After SharedBuffer::copy(), SharedBuffer::append() often causes segmentation fault, because copy() calls clone->m_buffer.append(m_segments[i], segmentSize) even if 'i' is the last index. The data size of m_segments.last() is often less than segmentSize. So, in the cloned instance m_size < (m_buffer.size() + SUM(m_segments[i].size())). This patch appends the exact size of the last segment instead of segmentSize.
Created attachment 156284 [details] Patch
Comment on attachment 156284 [details] Patch View in context: https://bugs.webkit.org/attachment.cgi?id=156284&action=review > Source/WebCore/ChangeLog:16 > + No new tests - no new testable functionality. This doesn't make sense to me. It's not just new functionality that we require tests for, we definitely require tests for crash fixes too.
(In reply to comment #2) > (From update of attachment 156284 [details]) > View in context: https://bugs.webkit.org/attachment.cgi?id=156284&action=review > > > Source/WebCore/ChangeLog:16 > > + No new tests - no new testable functionality. > > This doesn't make sense to me. It's not just new functionality that we require tests for, we definitely require tests for crash fixes too. Thank you for your advice. Could you explain how I can test this crash fix? Or is it ok to change the changelog?
As you mentioned in bug description, this issue often causes segmentation faults. To create a regression test, you need to simulate the conditions in which the crash occurs. Are you seeing that on a live web site?
(In reply to comment #4) > As you mentioned in bug description, this issue often causes segmentation faults. To create a regression test, you need to simulate the conditions in which the crash occurs. > > Are you seeing that on a live web site? No, currently there are only two sites that use SharedBuffer::copy(): ImageDocument::finish() and IconDatabase::setIconDataForIconURL(). It seems those cases do not use append after copy. I found this bug when I implemented parallel image decoder (Bug 90375). As I mentioned, I often encountered segmentation fault when running parallel image decoder, because it uses copy and append. I've tried to make a test, but I'm not sure how to test it.

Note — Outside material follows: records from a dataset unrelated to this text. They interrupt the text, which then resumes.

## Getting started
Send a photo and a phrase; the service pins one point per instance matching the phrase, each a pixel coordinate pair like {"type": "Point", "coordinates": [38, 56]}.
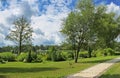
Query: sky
{"type": "Point", "coordinates": [45, 16]}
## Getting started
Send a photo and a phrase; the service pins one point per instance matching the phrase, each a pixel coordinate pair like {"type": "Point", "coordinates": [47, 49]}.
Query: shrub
{"type": "Point", "coordinates": [98, 53]}
{"type": "Point", "coordinates": [38, 59]}
{"type": "Point", "coordinates": [7, 56]}
{"type": "Point", "coordinates": [70, 55]}
{"type": "Point", "coordinates": [84, 54]}
{"type": "Point", "coordinates": [109, 51]}
{"type": "Point", "coordinates": [22, 57]}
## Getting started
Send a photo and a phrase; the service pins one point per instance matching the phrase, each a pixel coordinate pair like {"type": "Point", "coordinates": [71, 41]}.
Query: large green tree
{"type": "Point", "coordinates": [89, 25]}
{"type": "Point", "coordinates": [77, 26]}
{"type": "Point", "coordinates": [21, 33]}
{"type": "Point", "coordinates": [107, 27]}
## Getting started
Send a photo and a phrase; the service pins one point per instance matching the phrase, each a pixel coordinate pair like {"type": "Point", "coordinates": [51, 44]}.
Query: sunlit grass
{"type": "Point", "coordinates": [47, 69]}
{"type": "Point", "coordinates": [113, 72]}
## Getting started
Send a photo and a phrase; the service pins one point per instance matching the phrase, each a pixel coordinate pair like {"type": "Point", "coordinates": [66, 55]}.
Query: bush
{"type": "Point", "coordinates": [108, 51]}
{"type": "Point", "coordinates": [70, 55]}
{"type": "Point", "coordinates": [84, 54]}
{"type": "Point", "coordinates": [22, 57]}
{"type": "Point", "coordinates": [98, 53]}
{"type": "Point", "coordinates": [38, 59]}
{"type": "Point", "coordinates": [7, 56]}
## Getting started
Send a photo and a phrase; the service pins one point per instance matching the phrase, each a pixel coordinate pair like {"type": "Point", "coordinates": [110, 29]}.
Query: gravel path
{"type": "Point", "coordinates": [95, 71]}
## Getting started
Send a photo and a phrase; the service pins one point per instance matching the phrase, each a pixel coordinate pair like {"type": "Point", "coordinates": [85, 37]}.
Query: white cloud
{"type": "Point", "coordinates": [46, 26]}
{"type": "Point", "coordinates": [113, 8]}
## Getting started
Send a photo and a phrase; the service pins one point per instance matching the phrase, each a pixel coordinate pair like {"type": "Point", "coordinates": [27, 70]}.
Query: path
{"type": "Point", "coordinates": [95, 71]}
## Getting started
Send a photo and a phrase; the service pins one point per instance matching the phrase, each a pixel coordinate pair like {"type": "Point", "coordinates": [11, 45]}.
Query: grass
{"type": "Point", "coordinates": [47, 69]}
{"type": "Point", "coordinates": [113, 72]}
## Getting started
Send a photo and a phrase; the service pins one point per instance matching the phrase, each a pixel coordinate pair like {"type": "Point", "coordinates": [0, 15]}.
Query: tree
{"type": "Point", "coordinates": [107, 27]}
{"type": "Point", "coordinates": [21, 33]}
{"type": "Point", "coordinates": [77, 26]}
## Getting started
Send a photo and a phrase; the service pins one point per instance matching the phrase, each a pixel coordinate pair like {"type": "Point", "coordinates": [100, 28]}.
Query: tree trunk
{"type": "Point", "coordinates": [76, 57]}
{"type": "Point", "coordinates": [20, 48]}
{"type": "Point", "coordinates": [89, 52]}
{"type": "Point", "coordinates": [20, 44]}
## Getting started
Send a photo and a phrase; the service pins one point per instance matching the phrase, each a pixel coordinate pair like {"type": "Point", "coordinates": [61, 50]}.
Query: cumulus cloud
{"type": "Point", "coordinates": [113, 8]}
{"type": "Point", "coordinates": [45, 16]}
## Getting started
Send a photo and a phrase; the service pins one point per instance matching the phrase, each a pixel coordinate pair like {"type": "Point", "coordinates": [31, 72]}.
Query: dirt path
{"type": "Point", "coordinates": [95, 71]}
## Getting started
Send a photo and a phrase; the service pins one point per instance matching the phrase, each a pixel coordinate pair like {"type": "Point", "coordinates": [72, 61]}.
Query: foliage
{"type": "Point", "coordinates": [7, 56]}
{"type": "Point", "coordinates": [55, 55]}
{"type": "Point", "coordinates": [70, 55]}
{"type": "Point", "coordinates": [109, 51]}
{"type": "Point", "coordinates": [84, 54]}
{"type": "Point", "coordinates": [22, 32]}
{"type": "Point", "coordinates": [49, 69]}
{"type": "Point", "coordinates": [22, 57]}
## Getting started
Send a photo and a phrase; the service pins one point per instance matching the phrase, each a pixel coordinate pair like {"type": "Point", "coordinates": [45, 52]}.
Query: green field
{"type": "Point", "coordinates": [47, 69]}
{"type": "Point", "coordinates": [113, 72]}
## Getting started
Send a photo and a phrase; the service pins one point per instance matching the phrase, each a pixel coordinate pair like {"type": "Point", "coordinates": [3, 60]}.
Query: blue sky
{"type": "Point", "coordinates": [45, 15]}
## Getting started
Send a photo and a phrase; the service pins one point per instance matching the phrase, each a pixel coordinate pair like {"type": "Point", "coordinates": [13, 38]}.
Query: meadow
{"type": "Point", "coordinates": [49, 69]}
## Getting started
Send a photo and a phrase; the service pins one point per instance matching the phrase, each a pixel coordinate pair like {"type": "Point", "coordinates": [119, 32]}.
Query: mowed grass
{"type": "Point", "coordinates": [113, 72]}
{"type": "Point", "coordinates": [47, 69]}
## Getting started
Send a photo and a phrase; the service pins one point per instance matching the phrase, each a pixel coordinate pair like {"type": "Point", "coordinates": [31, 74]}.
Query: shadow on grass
{"type": "Point", "coordinates": [95, 61]}
{"type": "Point", "coordinates": [3, 76]}
{"type": "Point", "coordinates": [110, 76]}
{"type": "Point", "coordinates": [24, 70]}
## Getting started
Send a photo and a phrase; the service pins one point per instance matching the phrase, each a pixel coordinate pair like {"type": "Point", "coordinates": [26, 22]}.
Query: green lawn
{"type": "Point", "coordinates": [113, 72]}
{"type": "Point", "coordinates": [47, 69]}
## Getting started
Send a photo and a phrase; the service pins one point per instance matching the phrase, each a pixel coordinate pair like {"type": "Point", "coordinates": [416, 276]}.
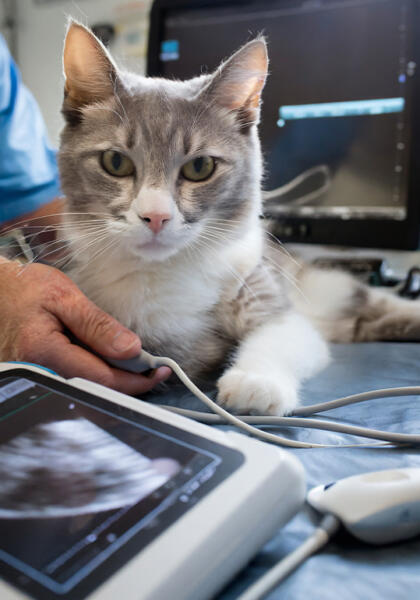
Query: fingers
{"type": "Point", "coordinates": [69, 360]}
{"type": "Point", "coordinates": [91, 325]}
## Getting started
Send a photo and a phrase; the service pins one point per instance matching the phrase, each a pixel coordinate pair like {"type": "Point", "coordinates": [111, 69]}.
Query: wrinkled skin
{"type": "Point", "coordinates": [37, 304]}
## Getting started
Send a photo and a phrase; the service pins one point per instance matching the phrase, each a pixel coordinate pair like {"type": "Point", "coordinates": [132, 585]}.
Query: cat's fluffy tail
{"type": "Point", "coordinates": [345, 310]}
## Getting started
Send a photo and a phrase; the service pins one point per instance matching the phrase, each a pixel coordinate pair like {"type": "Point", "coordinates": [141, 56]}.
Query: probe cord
{"type": "Point", "coordinates": [326, 529]}
{"type": "Point", "coordinates": [247, 423]}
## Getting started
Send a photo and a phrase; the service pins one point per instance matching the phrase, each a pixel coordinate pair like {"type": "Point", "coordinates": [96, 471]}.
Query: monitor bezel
{"type": "Point", "coordinates": [368, 233]}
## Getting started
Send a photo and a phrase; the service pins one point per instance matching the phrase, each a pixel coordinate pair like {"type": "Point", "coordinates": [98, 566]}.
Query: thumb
{"type": "Point", "coordinates": [94, 327]}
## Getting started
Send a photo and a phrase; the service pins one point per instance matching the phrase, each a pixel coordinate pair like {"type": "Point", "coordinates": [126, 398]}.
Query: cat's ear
{"type": "Point", "coordinates": [238, 82]}
{"type": "Point", "coordinates": [88, 67]}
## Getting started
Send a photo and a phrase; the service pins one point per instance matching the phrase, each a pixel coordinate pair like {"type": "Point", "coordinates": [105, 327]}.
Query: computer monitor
{"type": "Point", "coordinates": [340, 118]}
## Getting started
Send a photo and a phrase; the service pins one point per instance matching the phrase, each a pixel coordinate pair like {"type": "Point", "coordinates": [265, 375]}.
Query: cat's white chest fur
{"type": "Point", "coordinates": [169, 305]}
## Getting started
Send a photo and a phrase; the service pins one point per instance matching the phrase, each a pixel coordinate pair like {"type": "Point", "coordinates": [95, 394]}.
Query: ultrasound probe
{"type": "Point", "coordinates": [146, 361]}
{"type": "Point", "coordinates": [378, 508]}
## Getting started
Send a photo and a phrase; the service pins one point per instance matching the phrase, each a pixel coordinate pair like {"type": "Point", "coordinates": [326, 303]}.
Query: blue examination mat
{"type": "Point", "coordinates": [346, 568]}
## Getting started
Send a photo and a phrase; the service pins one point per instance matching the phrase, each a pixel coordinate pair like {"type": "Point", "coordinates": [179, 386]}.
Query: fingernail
{"type": "Point", "coordinates": [164, 373]}
{"type": "Point", "coordinates": [124, 341]}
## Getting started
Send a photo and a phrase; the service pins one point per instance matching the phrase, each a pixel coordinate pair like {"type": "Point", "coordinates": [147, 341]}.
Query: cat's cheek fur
{"type": "Point", "coordinates": [270, 364]}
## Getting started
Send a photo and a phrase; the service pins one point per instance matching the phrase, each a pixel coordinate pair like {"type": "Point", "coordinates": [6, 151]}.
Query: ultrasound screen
{"type": "Point", "coordinates": [336, 107]}
{"type": "Point", "coordinates": [86, 484]}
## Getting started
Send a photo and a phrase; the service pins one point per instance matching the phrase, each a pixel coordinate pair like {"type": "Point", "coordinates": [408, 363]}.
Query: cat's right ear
{"type": "Point", "coordinates": [89, 71]}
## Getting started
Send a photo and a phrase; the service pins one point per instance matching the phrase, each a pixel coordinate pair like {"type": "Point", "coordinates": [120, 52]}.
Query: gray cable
{"type": "Point", "coordinates": [246, 422]}
{"type": "Point", "coordinates": [281, 570]}
{"type": "Point", "coordinates": [376, 434]}
{"type": "Point", "coordinates": [354, 398]}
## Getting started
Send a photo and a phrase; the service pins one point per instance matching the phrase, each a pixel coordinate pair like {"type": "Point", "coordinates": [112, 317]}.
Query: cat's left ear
{"type": "Point", "coordinates": [88, 67]}
{"type": "Point", "coordinates": [238, 83]}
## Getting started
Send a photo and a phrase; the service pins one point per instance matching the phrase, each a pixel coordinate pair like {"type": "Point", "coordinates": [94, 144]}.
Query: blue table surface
{"type": "Point", "coordinates": [347, 568]}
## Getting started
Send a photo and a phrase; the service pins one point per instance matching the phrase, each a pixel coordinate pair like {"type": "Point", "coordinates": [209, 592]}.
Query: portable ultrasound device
{"type": "Point", "coordinates": [182, 507]}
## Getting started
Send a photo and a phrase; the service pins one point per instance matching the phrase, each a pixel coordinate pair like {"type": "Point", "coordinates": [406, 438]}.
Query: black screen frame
{"type": "Point", "coordinates": [363, 233]}
{"type": "Point", "coordinates": [232, 460]}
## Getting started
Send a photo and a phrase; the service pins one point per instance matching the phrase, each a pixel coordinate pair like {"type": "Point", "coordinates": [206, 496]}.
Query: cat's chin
{"type": "Point", "coordinates": [155, 251]}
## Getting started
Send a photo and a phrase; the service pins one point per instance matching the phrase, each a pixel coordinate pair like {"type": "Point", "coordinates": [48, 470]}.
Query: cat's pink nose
{"type": "Point", "coordinates": [155, 221]}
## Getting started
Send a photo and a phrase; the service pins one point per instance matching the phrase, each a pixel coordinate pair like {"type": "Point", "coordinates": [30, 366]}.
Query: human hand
{"type": "Point", "coordinates": [37, 304]}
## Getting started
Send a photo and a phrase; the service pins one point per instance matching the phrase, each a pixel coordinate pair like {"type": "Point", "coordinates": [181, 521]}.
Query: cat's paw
{"type": "Point", "coordinates": [243, 392]}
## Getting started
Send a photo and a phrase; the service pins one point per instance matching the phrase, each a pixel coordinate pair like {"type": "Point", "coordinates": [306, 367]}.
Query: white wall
{"type": "Point", "coordinates": [41, 28]}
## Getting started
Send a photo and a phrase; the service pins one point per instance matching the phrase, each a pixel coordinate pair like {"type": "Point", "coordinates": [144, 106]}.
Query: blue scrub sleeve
{"type": "Point", "coordinates": [28, 166]}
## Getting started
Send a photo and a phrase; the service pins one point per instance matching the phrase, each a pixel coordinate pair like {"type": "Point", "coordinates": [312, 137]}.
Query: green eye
{"type": "Point", "coordinates": [117, 164]}
{"type": "Point", "coordinates": [199, 169]}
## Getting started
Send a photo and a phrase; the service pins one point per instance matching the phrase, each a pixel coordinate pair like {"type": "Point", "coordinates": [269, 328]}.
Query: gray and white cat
{"type": "Point", "coordinates": [162, 180]}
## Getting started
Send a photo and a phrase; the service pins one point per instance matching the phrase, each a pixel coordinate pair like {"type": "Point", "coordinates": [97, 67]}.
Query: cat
{"type": "Point", "coordinates": [162, 181]}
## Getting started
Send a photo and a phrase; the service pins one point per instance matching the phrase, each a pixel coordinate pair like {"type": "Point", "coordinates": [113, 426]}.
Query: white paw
{"type": "Point", "coordinates": [244, 393]}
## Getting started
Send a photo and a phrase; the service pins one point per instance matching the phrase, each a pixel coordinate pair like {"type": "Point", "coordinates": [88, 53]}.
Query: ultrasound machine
{"type": "Point", "coordinates": [340, 124]}
{"type": "Point", "coordinates": [192, 504]}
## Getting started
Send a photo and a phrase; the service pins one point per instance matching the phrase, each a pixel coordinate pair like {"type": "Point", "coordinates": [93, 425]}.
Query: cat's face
{"type": "Point", "coordinates": [164, 164]}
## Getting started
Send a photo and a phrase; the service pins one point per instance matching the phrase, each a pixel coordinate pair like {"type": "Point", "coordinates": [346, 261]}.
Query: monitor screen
{"type": "Point", "coordinates": [86, 484]}
{"type": "Point", "coordinates": [336, 117]}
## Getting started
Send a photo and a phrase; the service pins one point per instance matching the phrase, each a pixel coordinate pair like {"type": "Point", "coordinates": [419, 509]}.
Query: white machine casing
{"type": "Point", "coordinates": [196, 556]}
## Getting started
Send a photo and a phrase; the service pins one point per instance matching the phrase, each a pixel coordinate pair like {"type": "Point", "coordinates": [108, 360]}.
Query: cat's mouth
{"type": "Point", "coordinates": [155, 249]}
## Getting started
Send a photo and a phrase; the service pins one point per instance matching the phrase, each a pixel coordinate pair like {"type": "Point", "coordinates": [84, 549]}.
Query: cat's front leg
{"type": "Point", "coordinates": [270, 364]}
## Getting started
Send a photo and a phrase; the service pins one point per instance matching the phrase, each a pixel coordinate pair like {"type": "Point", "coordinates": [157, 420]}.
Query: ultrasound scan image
{"type": "Point", "coordinates": [73, 467]}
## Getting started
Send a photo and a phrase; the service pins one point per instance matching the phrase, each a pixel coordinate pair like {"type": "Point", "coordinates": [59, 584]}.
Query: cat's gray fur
{"type": "Point", "coordinates": [213, 290]}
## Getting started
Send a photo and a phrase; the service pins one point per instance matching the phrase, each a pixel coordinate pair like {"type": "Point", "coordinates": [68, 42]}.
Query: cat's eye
{"type": "Point", "coordinates": [117, 164]}
{"type": "Point", "coordinates": [199, 169]}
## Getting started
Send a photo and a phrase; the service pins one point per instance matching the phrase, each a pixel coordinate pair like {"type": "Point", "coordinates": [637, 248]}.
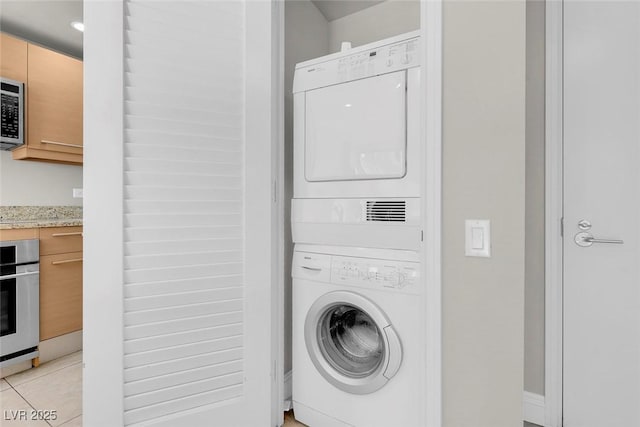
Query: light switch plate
{"type": "Point", "coordinates": [477, 237]}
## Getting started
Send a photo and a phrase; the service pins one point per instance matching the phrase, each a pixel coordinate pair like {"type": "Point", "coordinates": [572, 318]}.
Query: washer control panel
{"type": "Point", "coordinates": [374, 272]}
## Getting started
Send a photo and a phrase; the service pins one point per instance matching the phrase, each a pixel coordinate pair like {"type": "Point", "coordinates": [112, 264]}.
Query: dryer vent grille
{"type": "Point", "coordinates": [386, 210]}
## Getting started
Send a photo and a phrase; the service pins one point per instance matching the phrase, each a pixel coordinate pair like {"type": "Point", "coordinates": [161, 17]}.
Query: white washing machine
{"type": "Point", "coordinates": [358, 337]}
{"type": "Point", "coordinates": [357, 146]}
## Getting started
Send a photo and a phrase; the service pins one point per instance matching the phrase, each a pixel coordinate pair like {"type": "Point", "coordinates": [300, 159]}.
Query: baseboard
{"type": "Point", "coordinates": [287, 392]}
{"type": "Point", "coordinates": [60, 346]}
{"type": "Point", "coordinates": [533, 408]}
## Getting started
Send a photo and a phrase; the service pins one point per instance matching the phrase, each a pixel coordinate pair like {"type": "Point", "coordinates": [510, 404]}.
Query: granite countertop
{"type": "Point", "coordinates": [12, 217]}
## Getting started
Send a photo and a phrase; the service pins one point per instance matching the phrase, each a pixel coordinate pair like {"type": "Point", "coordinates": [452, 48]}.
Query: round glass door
{"type": "Point", "coordinates": [351, 342]}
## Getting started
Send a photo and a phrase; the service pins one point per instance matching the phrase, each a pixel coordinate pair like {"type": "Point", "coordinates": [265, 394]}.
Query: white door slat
{"type": "Point", "coordinates": [183, 233]}
{"type": "Point", "coordinates": [164, 220]}
{"type": "Point", "coordinates": [182, 377]}
{"type": "Point", "coordinates": [161, 96]}
{"type": "Point", "coordinates": [182, 259]}
{"type": "Point", "coordinates": [140, 289]}
{"type": "Point", "coordinates": [182, 126]}
{"type": "Point", "coordinates": [180, 311]}
{"type": "Point", "coordinates": [168, 246]}
{"type": "Point", "coordinates": [186, 272]}
{"type": "Point", "coordinates": [176, 392]}
{"type": "Point", "coordinates": [176, 194]}
{"type": "Point", "coordinates": [181, 325]}
{"type": "Point", "coordinates": [167, 300]}
{"type": "Point", "coordinates": [182, 351]}
{"type": "Point", "coordinates": [195, 155]}
{"type": "Point", "coordinates": [171, 366]}
{"type": "Point", "coordinates": [169, 110]}
{"type": "Point", "coordinates": [182, 180]}
{"type": "Point", "coordinates": [183, 207]}
{"type": "Point", "coordinates": [207, 142]}
{"type": "Point", "coordinates": [183, 404]}
{"type": "Point", "coordinates": [154, 165]}
{"type": "Point", "coordinates": [170, 340]}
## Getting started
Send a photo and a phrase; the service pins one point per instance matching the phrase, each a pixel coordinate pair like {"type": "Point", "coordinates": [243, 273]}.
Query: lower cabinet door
{"type": "Point", "coordinates": [60, 294]}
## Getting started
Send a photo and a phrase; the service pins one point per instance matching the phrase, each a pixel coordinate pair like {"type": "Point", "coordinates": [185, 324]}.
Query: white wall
{"type": "Point", "coordinates": [483, 178]}
{"type": "Point", "coordinates": [383, 20]}
{"type": "Point", "coordinates": [534, 240]}
{"type": "Point", "coordinates": [306, 37]}
{"type": "Point", "coordinates": [31, 183]}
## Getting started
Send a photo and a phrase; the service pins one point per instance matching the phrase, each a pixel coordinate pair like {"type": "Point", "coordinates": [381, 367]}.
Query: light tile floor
{"type": "Point", "coordinates": [53, 386]}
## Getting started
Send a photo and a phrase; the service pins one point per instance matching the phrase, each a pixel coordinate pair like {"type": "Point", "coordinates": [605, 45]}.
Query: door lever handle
{"type": "Point", "coordinates": [585, 240]}
{"type": "Point", "coordinates": [594, 240]}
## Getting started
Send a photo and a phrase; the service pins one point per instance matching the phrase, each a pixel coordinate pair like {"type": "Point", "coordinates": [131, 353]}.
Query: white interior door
{"type": "Point", "coordinates": [179, 168]}
{"type": "Point", "coordinates": [601, 202]}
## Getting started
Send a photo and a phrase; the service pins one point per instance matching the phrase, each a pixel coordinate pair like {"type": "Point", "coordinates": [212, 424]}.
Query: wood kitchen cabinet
{"type": "Point", "coordinates": [54, 107]}
{"type": "Point", "coordinates": [13, 58]}
{"type": "Point", "coordinates": [60, 277]}
{"type": "Point", "coordinates": [60, 281]}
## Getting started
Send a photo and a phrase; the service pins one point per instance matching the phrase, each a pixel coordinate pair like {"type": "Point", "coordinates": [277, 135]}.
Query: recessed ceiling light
{"type": "Point", "coordinates": [78, 26]}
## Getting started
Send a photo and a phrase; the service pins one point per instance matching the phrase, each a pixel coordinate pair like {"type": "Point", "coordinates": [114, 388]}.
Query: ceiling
{"type": "Point", "coordinates": [46, 22]}
{"type": "Point", "coordinates": [334, 9]}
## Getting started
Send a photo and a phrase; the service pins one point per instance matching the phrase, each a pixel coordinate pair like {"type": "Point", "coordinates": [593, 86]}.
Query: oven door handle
{"type": "Point", "coordinates": [15, 276]}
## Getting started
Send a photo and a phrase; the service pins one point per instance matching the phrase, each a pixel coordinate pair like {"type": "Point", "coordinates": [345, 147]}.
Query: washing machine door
{"type": "Point", "coordinates": [351, 342]}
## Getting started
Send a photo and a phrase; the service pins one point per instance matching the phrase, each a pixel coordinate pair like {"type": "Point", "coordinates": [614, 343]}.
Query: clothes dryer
{"type": "Point", "coordinates": [357, 147]}
{"type": "Point", "coordinates": [358, 337]}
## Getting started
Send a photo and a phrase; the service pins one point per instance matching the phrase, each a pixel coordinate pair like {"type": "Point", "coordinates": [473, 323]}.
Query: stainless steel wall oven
{"type": "Point", "coordinates": [19, 300]}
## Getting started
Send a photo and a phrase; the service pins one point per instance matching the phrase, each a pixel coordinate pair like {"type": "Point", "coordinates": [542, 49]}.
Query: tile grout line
{"type": "Point", "coordinates": [43, 375]}
{"type": "Point", "coordinates": [39, 377]}
{"type": "Point", "coordinates": [25, 400]}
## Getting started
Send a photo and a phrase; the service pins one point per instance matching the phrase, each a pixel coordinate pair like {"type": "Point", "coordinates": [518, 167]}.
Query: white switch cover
{"type": "Point", "coordinates": [477, 237]}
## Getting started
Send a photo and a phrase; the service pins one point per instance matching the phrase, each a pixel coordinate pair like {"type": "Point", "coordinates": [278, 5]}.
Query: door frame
{"type": "Point", "coordinates": [553, 213]}
{"type": "Point", "coordinates": [103, 333]}
{"type": "Point", "coordinates": [431, 24]}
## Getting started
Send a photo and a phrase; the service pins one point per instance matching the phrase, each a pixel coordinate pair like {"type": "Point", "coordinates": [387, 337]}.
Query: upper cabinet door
{"type": "Point", "coordinates": [54, 105]}
{"type": "Point", "coordinates": [13, 58]}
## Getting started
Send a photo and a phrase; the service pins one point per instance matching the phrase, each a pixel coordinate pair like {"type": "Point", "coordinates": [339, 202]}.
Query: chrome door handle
{"type": "Point", "coordinates": [585, 240]}
{"type": "Point", "coordinates": [15, 276]}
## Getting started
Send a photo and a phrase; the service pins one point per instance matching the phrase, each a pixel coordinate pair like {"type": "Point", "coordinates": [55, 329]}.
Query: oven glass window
{"type": "Point", "coordinates": [351, 341]}
{"type": "Point", "coordinates": [7, 307]}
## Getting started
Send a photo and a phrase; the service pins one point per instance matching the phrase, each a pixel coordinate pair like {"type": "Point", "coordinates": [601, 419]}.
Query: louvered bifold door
{"type": "Point", "coordinates": [183, 206]}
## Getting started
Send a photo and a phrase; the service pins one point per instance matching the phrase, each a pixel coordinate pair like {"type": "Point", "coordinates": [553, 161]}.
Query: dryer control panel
{"type": "Point", "coordinates": [387, 56]}
{"type": "Point", "coordinates": [374, 272]}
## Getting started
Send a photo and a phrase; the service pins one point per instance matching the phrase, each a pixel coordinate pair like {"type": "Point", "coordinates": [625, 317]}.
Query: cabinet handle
{"type": "Point", "coordinates": [66, 261]}
{"type": "Point", "coordinates": [63, 144]}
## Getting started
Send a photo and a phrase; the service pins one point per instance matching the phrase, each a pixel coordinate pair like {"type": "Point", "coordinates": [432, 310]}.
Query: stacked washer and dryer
{"type": "Point", "coordinates": [358, 293]}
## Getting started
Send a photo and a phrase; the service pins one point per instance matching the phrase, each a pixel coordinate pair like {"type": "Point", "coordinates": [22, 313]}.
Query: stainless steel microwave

You haven't mentioned it before. Please give this as a reason why this cannot be changed in ChangeLog.
Created attachment 156520 [details] Patch
(In reply to comment #6) > You haven't mentioned it before. Please give this as a reason why this cannot be changed in ChangeLog. I'm sorry if the changelog was confusing. I submitted a new patch after amending the changelog.
Created attachment 157432 [details] Patch
(In reply to comment #9) > Created an attachment (id=157432) [details] > Patch Remove the invalid assertion that I wrote in the previous patch.
I have also hit this issue this week. Just wonder when this patch will be committed. Also, the line in the patch: + unsigned positionInSegment = offsetInSegment(m_size - m_buffer.size()); will make positionInSegment to 0 if the size of the last segment is segmentSize. You can use: unsigned positionInSegment = m_size - m_buffer.size() - secondToLast * segmentSize;
Created attachment 182524 [details] Patch
(In reply to comment #11) > I have also hit this issue this week. Just wonder when this patch will be committed. Could you explain how you encounter this bug. reviewers needs layout tests but I can not make test as I mentioned changelog. > unsigned positionInSegment = m_size - m_buffer.size() - secondToLast * segmentSize; you're right! thank you.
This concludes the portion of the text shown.